Leucaena leucocephala dapat digunakan sebagai hijauan potongan maupun
sebagai tanaman di padang penggembalaan. Diantara berbagai jenis kacangkacangan di daerah tropis, tanaman L. leucocephala memiliki kandungan gizi yang
tinggi untuk produksi ternak. Nilai nutrisi bagian yang dimakan memiliki nilai
kecernaan 55-70% (CSIRO, 2005). Diantara berbagai jenis kacang-kacangan daerah
tropis, tanaman L. leucocephala mempunyai kemungkinan yang lebih luas dalam
pemanfaatannya.
Leucaena leucocephala merupakan alternatif yang dapat digunakan untuk
menutup kekurangan jumlah ataupun mutu hijauan pada musim panceklik karena
Tahan terhadap musim kering yang panjang dan tetap berdaun pada musim kering
(CSIRO, 2005).
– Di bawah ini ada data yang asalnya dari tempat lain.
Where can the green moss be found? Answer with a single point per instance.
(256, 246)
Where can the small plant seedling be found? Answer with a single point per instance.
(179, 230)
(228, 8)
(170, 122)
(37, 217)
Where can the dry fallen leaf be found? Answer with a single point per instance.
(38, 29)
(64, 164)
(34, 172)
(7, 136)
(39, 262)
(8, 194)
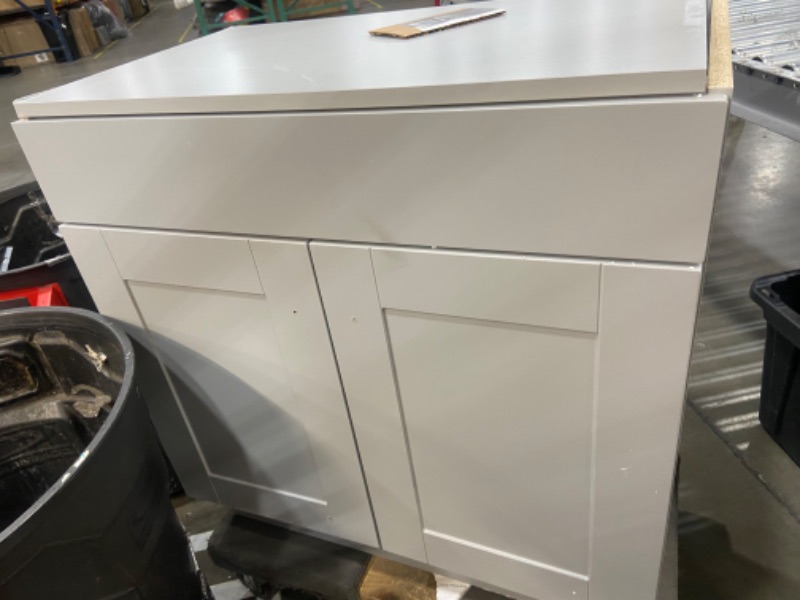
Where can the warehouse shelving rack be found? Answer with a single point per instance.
(268, 12)
(49, 19)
Leucaena leucocephala sangat baik digunakan sebagai pakan ternak,
karena L. leucocephala dapat diberikan kepada ternak berupa hijauan segar, kering,
tepung, silase dan pellet. Ranting hijaun berdiameter 5-6 mm masih dapat dimakan
oleh ternak meskipun kurang palatable dan kandungan gizinya lebih rendah
dibandingkan daun atau ranting muda (Soeseno, 1992).